Figure 1.5.

Examples of allosteric modulator profiles and use of SAMs as tools to determine ligand binding sites. (A) Simulation of the right-shift and depression of the E_max that is observed when increasing concentrations of a high efficacy NAM are applied with an agonist CRC. Note that the effect is saturable. (B) In comparison, this panel shows a simulation of the behavior of an antagonist that is competitive with the agonist. Note that the effect of the antagonist is surmountable as demonstrated by the return to maximal response by the agonist. (C) Example of a baseline effect observed in a fold-shift assay by a PAM that imparts a response independent of orthosteric agonist (DMSO control CRC curve, squares; curve in the presence of an ago-PAM, circles; note the increase in the response in the presence of low concentration of agonist.
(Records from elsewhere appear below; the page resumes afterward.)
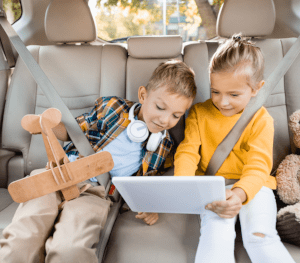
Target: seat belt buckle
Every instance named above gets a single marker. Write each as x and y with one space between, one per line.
2 13
113 194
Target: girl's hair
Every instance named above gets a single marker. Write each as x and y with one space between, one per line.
239 56
176 76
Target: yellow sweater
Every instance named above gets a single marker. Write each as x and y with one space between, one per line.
250 161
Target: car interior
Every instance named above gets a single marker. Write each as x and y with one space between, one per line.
61 36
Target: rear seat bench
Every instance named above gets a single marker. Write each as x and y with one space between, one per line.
174 238
106 70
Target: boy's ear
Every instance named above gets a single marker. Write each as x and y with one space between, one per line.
258 87
142 94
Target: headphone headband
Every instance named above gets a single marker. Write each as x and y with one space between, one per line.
131 112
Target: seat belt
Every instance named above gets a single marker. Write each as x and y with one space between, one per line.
226 146
76 134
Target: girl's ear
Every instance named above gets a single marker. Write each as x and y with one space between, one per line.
258 87
142 93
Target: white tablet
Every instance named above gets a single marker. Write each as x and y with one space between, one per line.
170 194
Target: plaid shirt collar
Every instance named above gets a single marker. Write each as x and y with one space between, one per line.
107 120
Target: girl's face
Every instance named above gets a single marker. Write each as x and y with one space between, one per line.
231 93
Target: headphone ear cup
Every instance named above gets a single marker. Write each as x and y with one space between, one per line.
153 141
137 131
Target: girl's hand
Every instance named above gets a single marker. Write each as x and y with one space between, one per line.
149 218
231 207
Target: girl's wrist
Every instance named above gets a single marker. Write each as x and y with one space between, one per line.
240 193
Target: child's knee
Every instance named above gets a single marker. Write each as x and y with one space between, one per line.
259 238
70 253
259 235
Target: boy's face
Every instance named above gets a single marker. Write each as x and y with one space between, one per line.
231 93
161 110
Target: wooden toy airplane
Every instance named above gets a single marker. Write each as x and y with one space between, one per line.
61 174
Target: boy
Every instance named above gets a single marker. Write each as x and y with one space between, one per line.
76 228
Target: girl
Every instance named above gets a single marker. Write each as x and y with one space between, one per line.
236 75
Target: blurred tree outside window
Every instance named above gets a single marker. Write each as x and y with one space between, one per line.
192 19
12 9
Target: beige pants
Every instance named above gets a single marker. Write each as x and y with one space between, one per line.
39 232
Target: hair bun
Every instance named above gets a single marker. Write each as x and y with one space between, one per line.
236 38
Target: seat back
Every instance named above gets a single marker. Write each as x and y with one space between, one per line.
80 72
234 17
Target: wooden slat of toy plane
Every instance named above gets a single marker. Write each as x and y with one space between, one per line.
44 183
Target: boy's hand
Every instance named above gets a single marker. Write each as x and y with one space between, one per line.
149 218
231 207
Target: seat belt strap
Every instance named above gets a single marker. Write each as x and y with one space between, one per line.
74 131
226 146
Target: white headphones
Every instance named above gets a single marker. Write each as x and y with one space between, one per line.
137 131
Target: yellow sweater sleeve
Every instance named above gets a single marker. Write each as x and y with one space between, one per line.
259 157
187 154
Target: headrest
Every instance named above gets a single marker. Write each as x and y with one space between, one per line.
253 18
69 21
155 47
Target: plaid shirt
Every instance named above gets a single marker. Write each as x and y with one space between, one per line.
107 120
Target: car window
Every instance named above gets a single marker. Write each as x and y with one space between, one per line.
116 20
12 9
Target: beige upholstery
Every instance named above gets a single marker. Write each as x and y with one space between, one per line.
252 18
155 47
69 21
83 73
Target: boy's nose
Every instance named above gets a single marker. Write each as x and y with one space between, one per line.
224 101
164 119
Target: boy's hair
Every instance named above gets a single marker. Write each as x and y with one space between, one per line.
239 56
176 76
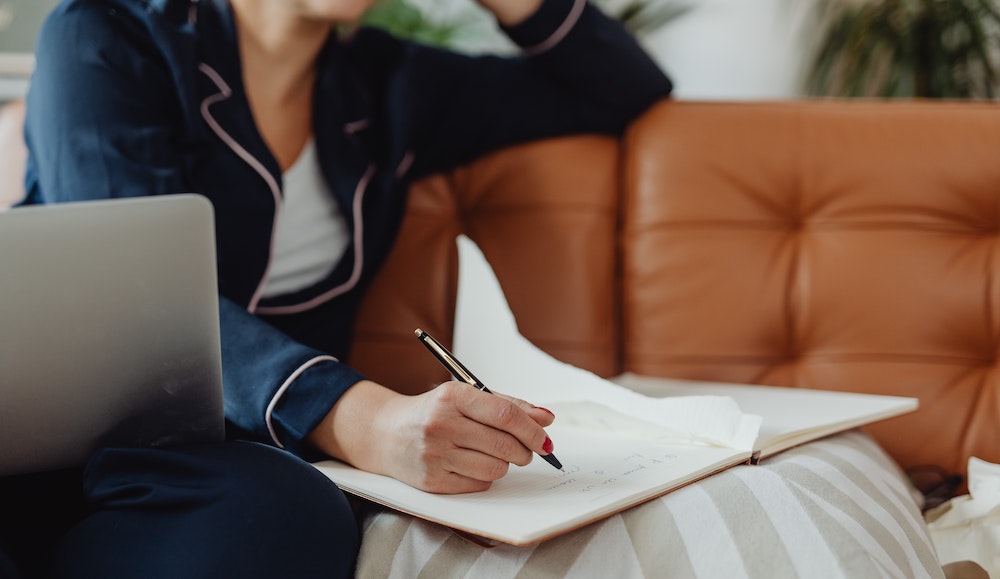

C.M. Niswender, previously unpublished data). (D) The effect of increasing concentrations of a neutral allosteric ligand (5-MPEP) on a PAM (VU0404211) CRC in a Ca⁺² assay. 5-MPEP is known to interact at the MPEP site on mGlu₅ and may be used as a probe to determine if a PAM is competitive at the same site. Note the features of competitive behavior of the data that can be fit to the Gaddum/Schild equation to test this hypothesis (P.N. Vinson, previously unpublished data).